Secondary	Local Progression	Local progression is the same as primary tumor failure (PTF) which refers to the primary treated tumor after protocol therapy and corresponds to meeting both of the following two criteria: 1) Increase in tumor dimension of 20% as defined above for local enlargement (LE); 2) The measurable tumor with criteria meeting LE should be avid on Positron Emission Tomography (PET) imaging with uptake of a similar intensity as the pretreatment staging PET, OR the measurable tumor should be biopsied confirming viable carcinoma. For outcome analysis, Marginal Failures (MF) and Involved Lobe Failures will also be counted as PTF. Local progression was assessed using the cumulative incidence method to estimate the 2-year failure rate. Arms were not compared/tested.	From randomization to date of death, regional failure or last follow-up. Analysis occurs after all patients have been potentially followed for 24 months.
Secondary	Nodal Progression	Regional nodal progression is defined as appearance after protocol therapy of measurable tumor within lymph nodes along the natural lymphatic drainage typical for the location of the treated primary disease only with dimension of at least 1.0 cm on imaging studies (preferably CT scans) within the lung, bronchial hilum, or the mediastinum. Regional nodal progression was assessed using the cumulative incidence method to estimate the 2-year failure rate. Arms were not compared/tested.	From randomization to date of death, regional failure or last follow-up.
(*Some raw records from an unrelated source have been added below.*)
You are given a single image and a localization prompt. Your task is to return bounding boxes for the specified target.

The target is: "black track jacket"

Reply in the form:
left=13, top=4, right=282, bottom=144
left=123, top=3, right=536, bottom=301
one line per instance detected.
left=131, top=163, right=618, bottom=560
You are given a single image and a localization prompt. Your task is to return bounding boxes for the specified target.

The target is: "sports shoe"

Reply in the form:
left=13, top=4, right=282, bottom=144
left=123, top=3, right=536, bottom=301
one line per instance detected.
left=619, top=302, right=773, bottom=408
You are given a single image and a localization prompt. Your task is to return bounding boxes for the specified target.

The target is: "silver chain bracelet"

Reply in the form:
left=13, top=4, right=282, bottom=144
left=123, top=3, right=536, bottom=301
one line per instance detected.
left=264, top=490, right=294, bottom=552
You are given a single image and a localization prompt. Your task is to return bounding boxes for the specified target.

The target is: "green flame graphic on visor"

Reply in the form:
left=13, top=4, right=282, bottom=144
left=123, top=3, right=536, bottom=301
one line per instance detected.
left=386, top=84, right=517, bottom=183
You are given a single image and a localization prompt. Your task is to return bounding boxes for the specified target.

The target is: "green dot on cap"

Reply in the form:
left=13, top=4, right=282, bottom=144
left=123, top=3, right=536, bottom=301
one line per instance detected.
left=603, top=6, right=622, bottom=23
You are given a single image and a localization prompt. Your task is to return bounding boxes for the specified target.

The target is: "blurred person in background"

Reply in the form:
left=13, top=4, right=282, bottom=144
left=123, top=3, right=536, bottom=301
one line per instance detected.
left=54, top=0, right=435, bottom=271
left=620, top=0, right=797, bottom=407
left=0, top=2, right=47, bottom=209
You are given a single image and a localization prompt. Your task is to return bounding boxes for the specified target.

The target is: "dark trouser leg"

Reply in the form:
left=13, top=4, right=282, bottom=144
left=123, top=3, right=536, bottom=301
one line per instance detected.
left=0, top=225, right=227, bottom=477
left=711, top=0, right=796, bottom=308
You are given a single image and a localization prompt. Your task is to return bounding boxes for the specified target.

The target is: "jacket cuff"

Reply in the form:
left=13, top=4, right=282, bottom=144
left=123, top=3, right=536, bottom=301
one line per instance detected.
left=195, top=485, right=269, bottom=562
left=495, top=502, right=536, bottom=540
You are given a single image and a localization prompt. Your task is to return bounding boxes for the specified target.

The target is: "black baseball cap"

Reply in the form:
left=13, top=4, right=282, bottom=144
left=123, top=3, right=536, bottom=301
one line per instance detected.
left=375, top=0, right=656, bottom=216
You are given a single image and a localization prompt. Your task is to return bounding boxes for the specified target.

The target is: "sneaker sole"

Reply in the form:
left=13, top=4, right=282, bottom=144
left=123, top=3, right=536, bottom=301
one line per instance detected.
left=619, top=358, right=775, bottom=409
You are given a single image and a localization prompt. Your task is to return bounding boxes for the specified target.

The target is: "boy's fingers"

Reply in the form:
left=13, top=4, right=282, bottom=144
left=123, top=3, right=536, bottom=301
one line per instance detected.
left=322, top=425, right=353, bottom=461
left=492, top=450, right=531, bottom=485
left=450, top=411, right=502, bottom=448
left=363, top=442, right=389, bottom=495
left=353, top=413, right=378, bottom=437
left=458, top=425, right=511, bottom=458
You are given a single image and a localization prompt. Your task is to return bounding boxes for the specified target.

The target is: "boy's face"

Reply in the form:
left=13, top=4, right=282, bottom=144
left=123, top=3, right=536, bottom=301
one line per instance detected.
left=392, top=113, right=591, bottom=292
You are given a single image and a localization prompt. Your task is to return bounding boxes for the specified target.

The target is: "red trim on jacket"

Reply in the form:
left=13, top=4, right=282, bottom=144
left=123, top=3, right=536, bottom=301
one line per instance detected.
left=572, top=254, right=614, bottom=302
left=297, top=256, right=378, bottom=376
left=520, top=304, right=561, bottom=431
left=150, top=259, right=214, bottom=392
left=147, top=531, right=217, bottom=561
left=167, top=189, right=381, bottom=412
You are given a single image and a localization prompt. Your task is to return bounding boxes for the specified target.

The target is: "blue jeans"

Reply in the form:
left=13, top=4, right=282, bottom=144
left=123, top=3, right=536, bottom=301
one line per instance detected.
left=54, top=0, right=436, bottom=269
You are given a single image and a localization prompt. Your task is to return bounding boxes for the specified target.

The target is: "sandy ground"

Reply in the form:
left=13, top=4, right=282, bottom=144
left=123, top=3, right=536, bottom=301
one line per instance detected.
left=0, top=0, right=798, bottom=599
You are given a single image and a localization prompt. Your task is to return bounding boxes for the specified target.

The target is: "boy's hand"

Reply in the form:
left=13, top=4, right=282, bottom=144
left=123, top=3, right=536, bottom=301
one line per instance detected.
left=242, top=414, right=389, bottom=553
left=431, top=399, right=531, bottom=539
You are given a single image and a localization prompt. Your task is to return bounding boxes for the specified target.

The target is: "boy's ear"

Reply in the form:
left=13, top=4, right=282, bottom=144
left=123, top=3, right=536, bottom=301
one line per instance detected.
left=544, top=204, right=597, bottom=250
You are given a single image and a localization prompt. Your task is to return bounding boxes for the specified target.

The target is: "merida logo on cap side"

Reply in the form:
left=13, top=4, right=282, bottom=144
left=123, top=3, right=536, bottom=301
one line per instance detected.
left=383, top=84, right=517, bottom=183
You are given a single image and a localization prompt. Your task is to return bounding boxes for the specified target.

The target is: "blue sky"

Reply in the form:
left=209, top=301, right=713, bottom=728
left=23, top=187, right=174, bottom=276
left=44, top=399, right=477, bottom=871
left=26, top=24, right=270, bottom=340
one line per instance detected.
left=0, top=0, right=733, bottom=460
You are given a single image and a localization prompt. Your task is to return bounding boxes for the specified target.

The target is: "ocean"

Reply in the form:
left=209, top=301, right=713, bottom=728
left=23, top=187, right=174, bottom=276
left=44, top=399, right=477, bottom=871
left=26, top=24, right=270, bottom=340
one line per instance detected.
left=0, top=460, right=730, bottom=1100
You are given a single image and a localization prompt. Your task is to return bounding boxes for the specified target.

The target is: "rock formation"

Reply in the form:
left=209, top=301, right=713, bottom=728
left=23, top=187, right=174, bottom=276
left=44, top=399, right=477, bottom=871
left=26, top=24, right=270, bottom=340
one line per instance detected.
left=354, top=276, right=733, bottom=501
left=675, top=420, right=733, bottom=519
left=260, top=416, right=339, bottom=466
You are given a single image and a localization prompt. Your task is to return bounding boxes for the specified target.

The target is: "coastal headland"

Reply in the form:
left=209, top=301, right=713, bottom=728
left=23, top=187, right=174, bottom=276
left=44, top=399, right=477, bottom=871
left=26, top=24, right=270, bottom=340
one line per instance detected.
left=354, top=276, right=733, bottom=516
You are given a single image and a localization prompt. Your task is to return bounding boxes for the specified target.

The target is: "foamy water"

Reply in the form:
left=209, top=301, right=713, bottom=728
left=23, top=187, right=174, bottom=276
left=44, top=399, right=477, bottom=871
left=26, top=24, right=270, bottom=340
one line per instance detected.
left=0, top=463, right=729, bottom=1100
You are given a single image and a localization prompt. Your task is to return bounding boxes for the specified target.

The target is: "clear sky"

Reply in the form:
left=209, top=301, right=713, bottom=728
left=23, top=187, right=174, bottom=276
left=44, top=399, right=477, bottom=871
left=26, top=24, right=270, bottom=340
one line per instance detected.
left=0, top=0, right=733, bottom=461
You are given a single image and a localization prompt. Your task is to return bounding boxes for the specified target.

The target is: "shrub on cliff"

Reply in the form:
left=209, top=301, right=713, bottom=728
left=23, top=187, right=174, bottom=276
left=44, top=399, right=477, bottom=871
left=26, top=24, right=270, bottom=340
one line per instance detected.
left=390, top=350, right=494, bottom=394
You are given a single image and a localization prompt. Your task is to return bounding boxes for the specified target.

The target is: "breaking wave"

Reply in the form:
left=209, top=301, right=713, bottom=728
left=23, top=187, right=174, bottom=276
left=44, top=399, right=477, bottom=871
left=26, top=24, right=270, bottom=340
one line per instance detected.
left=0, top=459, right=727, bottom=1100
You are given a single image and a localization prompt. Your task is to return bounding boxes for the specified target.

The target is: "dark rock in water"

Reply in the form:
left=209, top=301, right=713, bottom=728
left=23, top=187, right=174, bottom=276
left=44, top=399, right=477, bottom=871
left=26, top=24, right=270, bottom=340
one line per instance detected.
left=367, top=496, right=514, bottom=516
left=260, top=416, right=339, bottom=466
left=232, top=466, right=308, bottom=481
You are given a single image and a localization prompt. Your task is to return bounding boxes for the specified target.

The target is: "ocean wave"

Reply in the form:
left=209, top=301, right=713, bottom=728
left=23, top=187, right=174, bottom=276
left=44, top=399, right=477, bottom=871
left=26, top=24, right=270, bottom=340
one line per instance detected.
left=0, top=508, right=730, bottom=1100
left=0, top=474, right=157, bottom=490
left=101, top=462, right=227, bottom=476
Analysis occurs after all patients have been potentially followed for 24 months, approximately 7.5 years from the start of the study.
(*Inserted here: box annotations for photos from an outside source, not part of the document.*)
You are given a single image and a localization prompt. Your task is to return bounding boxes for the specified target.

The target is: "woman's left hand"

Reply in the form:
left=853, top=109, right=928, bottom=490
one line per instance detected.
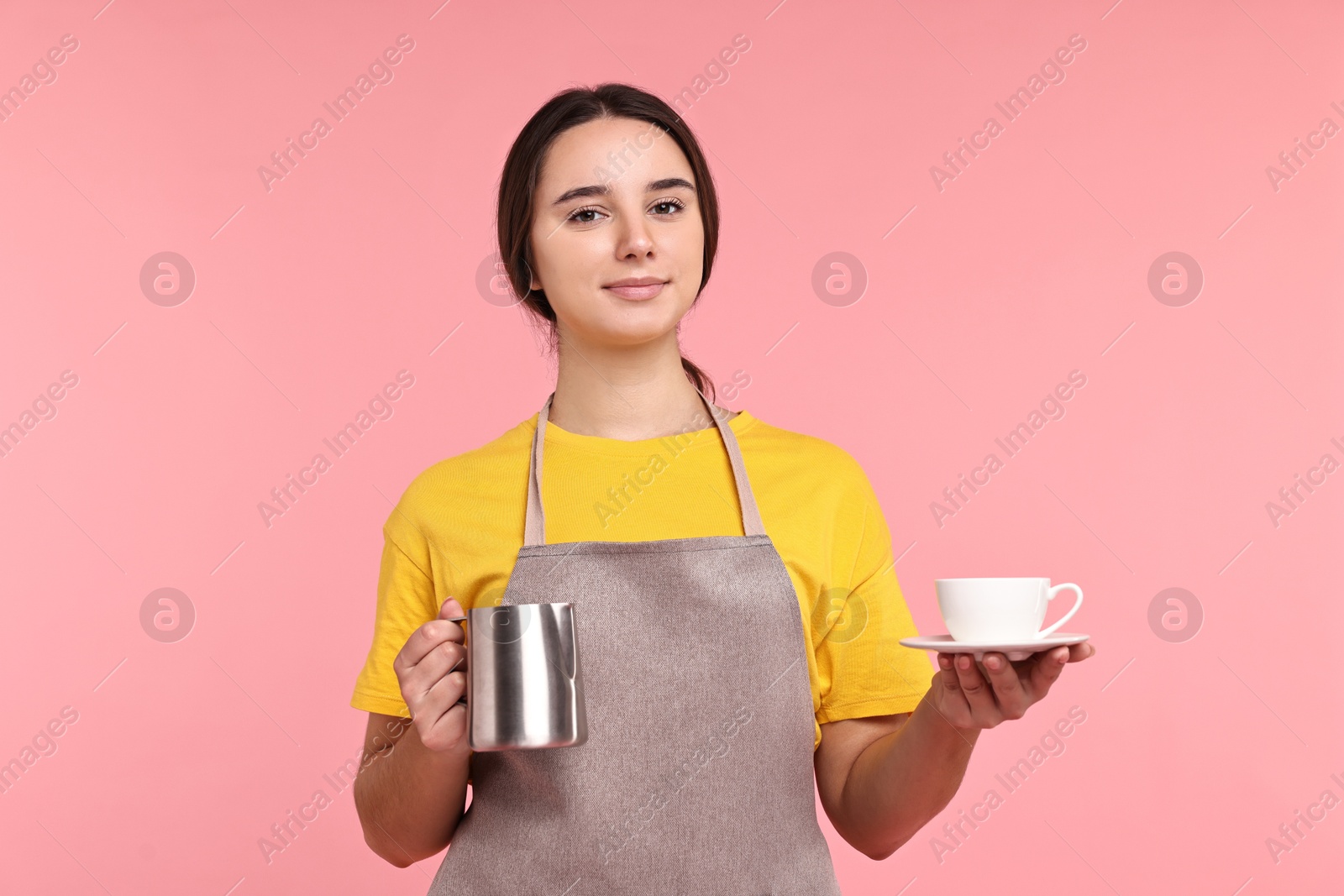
left=929, top=641, right=1097, bottom=730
Secondary	Distant Metastases	Distant metastases is defined as the appearance after protocol therapy of cancer deposits characteristic of metastatic dissemination from non-small cell lung cancer. Distant metastases progression was assessed using the cumulative incidence method to estimate the 2-year failure rate. Arms were not compared/tested.	From randomization to date of death, distant failure or last follow-up. Analysis occurs after all patients have been potentially followed for 24 months, approximately 7.5 years from the start of the study.
Secondary	Rate of Toxicity = Grade 3 (Other Than DLT) Within One Year as Assessed by NCI CTCAE v4.0	Rate of patients developing any treatment-related toxicity during the first year following the start of SBRT that is not among the types considered as a dose-limiting toxicity.	From start of SBRT until 1 year.
Secondary	Rate of Late Toxicity (i.e., Occurs > 1 Year After the Start of SBRT) of = Grade 3 as Assessed by NCI CTCAE v4.0	Percentage of patients who developed any treatment-related toxicity after the first year following the start of SBRT.	From start of treatment to end of follow-up. Analysis occurs after all patients have been potentially followed for 24 months, approximately 7.5 years from the start of the study.